Download PDF On January 15, 2012, veteran education researcher Craig Jerald was feeling a little frustrated by the lack of discussion about education in the Republican primary debates. So he logged into his Twitter account to vent to his four hundred–plus followers: “Presidential debate moderators have mostly ignored education. Anyone miss ED in ’08 now???”
ED in ’08 (Education in 2008) was an effort to make education a big part of the 2008 presidential campaign—to make the candidates take education seriously and talk about it during debates and on the campaign stump. Jerald had poured his heart into the effort. Four years later, most others remembered it as a costly failure, if they remembered it at all.
Indeed, it didn’t take long for longtime thinktanker Andy (“Eduwonk”) Rotherham to respond to Jerald’s tweet: “OK, but what’s a good price per question? Those were expensive,” he asked, referring to the mere twenty education-related questions that moderators had asked the candidates in 2007 and 2008.

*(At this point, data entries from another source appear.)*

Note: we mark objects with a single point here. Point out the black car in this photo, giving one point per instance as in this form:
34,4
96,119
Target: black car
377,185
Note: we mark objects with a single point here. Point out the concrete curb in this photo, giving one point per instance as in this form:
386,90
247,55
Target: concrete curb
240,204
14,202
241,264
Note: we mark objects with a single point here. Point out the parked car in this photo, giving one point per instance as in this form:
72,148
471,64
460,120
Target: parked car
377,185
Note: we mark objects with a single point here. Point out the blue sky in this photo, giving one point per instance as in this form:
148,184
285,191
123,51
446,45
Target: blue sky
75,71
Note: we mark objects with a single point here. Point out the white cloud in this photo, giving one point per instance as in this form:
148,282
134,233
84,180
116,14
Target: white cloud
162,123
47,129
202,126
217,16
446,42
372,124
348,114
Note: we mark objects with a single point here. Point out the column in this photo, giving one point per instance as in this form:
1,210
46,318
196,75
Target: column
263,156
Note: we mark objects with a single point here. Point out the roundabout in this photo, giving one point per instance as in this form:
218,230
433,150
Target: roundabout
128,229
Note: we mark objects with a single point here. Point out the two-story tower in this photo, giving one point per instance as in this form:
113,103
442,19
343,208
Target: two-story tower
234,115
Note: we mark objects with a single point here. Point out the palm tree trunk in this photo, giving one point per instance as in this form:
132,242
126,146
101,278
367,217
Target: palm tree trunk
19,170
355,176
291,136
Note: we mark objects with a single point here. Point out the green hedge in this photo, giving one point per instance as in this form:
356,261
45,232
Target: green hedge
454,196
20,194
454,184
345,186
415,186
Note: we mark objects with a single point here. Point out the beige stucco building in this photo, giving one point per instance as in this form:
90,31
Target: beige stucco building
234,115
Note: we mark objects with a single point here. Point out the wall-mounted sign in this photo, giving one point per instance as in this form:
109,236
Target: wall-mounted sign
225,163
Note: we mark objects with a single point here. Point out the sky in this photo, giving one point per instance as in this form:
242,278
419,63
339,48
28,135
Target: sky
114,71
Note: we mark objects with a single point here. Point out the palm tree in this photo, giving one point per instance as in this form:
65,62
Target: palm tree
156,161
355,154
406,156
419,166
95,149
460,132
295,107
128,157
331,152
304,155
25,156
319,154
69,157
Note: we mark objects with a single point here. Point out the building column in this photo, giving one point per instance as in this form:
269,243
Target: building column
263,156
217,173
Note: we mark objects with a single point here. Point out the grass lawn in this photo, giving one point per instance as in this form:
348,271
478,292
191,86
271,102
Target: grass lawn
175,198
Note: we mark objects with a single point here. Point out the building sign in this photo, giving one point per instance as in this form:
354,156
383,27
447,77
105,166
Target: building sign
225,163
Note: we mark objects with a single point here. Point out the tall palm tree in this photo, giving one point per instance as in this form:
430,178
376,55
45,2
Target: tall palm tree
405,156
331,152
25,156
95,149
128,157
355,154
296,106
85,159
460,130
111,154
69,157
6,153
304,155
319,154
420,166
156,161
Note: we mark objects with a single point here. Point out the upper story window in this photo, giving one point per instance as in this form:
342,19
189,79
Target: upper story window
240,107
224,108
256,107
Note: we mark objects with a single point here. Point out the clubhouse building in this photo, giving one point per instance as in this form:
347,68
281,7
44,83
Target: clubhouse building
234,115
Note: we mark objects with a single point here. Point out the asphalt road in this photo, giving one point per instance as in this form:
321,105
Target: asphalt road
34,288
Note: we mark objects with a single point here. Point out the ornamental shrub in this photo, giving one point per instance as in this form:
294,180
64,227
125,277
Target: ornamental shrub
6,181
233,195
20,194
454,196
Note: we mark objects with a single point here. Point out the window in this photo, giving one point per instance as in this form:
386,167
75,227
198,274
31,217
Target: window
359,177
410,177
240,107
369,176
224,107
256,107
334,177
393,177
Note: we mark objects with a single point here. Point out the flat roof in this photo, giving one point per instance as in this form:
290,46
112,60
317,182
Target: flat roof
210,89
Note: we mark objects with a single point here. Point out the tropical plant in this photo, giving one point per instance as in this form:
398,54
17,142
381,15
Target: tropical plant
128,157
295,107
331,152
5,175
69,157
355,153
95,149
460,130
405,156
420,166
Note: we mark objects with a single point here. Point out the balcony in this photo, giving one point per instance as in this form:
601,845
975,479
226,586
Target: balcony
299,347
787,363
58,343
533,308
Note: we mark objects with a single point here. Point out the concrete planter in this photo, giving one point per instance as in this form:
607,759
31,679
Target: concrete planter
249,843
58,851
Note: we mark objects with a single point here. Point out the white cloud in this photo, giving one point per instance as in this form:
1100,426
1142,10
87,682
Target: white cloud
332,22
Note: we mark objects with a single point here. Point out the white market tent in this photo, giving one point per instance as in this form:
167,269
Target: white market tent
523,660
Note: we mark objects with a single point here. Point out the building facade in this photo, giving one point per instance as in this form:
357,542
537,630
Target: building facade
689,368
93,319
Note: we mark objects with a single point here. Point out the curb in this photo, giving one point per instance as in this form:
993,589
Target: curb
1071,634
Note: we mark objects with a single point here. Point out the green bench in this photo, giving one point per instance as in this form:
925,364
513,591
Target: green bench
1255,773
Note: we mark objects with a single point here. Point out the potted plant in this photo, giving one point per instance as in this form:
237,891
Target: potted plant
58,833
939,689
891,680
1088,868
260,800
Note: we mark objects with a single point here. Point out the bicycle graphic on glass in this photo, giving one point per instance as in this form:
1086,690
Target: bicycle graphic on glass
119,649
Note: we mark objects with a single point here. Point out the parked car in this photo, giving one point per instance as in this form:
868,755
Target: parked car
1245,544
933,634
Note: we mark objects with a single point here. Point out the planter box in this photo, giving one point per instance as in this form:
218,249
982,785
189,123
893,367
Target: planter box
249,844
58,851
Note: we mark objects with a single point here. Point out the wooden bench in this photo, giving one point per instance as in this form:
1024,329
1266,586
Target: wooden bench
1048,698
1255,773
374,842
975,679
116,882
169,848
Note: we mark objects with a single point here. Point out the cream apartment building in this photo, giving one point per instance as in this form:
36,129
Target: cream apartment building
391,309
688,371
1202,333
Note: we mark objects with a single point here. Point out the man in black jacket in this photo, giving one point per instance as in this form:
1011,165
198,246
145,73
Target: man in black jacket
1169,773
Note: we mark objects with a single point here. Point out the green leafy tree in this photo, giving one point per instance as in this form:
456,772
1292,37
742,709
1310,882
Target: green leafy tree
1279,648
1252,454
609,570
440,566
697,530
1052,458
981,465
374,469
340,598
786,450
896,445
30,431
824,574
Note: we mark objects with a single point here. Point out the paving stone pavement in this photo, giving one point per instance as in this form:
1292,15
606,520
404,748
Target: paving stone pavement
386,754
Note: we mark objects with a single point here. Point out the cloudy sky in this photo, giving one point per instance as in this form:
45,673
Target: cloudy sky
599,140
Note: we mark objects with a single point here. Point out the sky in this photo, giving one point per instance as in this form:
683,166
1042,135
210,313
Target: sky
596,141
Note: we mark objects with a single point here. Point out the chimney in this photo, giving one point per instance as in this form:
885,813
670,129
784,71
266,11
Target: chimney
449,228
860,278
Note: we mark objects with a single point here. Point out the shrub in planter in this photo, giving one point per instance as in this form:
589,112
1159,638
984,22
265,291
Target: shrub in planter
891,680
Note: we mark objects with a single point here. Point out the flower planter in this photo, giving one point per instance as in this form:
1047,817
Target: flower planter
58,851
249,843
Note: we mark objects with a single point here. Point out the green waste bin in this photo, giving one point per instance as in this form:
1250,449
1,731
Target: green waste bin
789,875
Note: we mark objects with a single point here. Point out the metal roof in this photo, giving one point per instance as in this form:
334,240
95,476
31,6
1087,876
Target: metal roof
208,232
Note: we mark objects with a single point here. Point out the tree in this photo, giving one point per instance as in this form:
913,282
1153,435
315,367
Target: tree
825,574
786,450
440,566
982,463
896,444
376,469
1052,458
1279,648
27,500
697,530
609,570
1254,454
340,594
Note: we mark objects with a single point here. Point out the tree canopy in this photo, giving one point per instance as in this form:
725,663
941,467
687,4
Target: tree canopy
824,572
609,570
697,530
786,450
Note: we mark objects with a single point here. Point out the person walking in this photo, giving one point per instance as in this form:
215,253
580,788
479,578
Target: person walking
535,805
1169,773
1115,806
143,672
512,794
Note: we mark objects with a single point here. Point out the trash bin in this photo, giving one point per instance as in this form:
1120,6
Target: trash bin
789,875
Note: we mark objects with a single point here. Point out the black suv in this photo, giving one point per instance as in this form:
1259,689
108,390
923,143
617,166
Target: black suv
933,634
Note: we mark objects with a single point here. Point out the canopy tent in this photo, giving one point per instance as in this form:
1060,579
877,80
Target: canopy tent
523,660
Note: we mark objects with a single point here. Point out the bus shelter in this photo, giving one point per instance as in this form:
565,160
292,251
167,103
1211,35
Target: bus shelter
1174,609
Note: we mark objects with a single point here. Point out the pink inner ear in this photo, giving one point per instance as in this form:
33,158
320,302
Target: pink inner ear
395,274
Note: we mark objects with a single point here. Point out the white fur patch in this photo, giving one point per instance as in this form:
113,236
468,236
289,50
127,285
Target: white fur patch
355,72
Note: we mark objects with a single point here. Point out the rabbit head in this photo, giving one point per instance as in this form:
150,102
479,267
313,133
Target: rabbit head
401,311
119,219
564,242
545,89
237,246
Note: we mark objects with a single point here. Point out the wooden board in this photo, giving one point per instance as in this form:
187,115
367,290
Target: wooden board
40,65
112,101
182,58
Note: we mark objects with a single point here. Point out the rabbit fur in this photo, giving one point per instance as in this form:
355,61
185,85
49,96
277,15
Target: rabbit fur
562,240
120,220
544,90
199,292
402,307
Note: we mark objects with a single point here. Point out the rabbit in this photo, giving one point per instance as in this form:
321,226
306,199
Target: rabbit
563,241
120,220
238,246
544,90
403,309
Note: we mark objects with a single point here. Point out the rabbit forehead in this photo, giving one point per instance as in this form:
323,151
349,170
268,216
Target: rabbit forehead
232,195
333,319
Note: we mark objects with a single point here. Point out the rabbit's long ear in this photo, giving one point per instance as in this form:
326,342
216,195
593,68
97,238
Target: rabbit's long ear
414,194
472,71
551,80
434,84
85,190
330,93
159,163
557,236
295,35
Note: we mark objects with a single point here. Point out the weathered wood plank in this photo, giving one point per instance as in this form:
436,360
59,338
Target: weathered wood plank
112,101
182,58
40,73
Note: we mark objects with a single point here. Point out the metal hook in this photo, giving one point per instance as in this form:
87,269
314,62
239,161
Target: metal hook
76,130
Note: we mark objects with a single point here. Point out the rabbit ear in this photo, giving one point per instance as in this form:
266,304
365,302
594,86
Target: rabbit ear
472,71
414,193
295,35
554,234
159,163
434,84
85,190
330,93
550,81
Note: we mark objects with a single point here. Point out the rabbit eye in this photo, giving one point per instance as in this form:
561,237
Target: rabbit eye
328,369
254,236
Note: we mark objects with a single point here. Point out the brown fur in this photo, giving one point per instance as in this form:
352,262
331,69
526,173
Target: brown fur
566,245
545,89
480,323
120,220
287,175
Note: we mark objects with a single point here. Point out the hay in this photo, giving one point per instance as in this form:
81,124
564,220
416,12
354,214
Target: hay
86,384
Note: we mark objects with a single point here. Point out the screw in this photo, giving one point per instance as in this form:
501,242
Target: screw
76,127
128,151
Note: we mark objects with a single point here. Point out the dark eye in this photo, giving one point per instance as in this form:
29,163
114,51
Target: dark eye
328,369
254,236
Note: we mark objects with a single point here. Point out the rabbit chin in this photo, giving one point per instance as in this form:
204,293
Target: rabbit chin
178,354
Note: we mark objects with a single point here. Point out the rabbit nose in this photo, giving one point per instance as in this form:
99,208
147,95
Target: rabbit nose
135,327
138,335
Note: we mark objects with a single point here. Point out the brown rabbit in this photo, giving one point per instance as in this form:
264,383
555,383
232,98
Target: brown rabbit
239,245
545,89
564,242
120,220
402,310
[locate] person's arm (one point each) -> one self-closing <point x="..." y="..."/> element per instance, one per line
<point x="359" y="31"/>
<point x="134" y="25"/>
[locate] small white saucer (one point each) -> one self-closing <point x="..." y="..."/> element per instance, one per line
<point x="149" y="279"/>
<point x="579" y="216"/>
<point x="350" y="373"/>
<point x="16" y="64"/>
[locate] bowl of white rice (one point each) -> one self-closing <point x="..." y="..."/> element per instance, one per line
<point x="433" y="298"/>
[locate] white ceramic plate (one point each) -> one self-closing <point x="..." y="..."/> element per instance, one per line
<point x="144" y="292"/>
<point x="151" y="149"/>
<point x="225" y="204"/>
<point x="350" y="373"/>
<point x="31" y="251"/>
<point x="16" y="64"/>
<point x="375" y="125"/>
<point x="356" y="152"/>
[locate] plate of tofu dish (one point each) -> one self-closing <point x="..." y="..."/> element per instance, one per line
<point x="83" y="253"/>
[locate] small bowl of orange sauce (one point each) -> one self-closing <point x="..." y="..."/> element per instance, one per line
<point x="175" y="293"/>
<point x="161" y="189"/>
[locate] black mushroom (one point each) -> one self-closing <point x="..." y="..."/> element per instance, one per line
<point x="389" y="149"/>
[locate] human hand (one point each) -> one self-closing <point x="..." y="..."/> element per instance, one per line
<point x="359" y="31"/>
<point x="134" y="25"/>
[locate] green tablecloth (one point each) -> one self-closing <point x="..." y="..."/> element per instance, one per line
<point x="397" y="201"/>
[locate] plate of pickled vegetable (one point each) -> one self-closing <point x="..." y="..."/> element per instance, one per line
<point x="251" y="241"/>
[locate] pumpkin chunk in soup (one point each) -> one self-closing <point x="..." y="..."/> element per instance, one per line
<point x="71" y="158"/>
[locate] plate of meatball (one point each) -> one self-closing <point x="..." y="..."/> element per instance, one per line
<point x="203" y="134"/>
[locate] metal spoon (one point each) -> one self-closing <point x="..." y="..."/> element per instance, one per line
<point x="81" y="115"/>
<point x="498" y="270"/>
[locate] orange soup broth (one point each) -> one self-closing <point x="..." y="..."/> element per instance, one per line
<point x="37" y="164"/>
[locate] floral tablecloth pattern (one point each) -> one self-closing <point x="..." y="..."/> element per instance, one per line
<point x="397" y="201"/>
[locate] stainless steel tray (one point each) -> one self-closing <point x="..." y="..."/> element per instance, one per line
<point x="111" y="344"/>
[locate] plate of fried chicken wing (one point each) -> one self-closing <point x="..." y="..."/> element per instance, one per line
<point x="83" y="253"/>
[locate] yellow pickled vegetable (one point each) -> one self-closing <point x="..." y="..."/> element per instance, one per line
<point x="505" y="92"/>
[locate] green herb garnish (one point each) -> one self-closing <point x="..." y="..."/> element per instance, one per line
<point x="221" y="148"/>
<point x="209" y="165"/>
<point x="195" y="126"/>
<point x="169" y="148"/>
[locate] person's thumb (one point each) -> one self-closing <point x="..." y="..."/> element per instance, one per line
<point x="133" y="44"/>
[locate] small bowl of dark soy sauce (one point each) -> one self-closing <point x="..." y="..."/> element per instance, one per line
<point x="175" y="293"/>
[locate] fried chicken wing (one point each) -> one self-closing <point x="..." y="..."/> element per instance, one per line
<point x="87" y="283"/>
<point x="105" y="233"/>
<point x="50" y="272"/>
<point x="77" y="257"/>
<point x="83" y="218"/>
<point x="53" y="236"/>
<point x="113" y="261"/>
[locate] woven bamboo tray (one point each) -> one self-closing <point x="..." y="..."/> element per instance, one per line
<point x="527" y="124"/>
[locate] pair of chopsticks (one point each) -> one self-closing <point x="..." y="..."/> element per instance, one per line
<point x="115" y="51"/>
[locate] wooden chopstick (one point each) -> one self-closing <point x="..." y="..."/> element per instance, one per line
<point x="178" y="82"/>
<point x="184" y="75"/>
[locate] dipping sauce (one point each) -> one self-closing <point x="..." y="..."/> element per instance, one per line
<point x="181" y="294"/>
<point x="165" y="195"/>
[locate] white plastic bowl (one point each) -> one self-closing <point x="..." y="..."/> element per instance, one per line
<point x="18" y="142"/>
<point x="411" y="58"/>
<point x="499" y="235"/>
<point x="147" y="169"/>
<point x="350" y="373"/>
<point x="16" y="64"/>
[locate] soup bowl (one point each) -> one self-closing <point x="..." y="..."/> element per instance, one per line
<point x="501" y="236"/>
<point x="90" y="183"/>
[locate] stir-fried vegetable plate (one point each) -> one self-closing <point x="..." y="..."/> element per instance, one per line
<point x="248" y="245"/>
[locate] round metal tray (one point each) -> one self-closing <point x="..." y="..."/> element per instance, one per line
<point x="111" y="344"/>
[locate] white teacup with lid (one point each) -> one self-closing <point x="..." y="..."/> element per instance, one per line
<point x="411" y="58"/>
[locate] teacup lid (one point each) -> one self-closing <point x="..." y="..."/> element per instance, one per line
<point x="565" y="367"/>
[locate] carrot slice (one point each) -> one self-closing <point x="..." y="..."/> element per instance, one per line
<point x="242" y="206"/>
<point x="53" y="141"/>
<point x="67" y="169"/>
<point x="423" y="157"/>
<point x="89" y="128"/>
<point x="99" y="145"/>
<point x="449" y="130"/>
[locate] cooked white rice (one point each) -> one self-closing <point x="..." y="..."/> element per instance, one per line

ED in ’08 was the largest single-issue advocacy campaign in the history of education reform. But the initiative, funded by the Bill and Melinda Gates and Eli and Edythe Broad Foundations, was shuttered after just sixteen months and written off by outside observers and the funders themselves.
Heading into the 2012 campaign season, no one gave any serious thought to repeating the experiment. “We have no plans for another such effort,” Broad Foundation policy director Gregory McGinity said in a September 7, 2011, e-mail interview.
And yet, education advocacy organizations very much like ED in ’08 have proliferated in the years following the 2008 elections, as has philanthropic support for political advocacy. The Obama administration’s education priorities have resembled those pushed by ED in ’08 in several key regards. And, as Jerald noted, the 2012 campaign has been thus far devoid of much substantive discussion about education reform.
Was ED in ’08 a complete and utter failure, then, or the underappreciated prototype for what has become a widespread approach to promoting school reform and the hidden influence over the Obama education agenda? “At the time, it seemed irrelevant,” said Diane Ravitch, the New York University education historian and a prominent critic of current reform ideas. “Though in retrospect it may have set the groundwork. Little did we know.”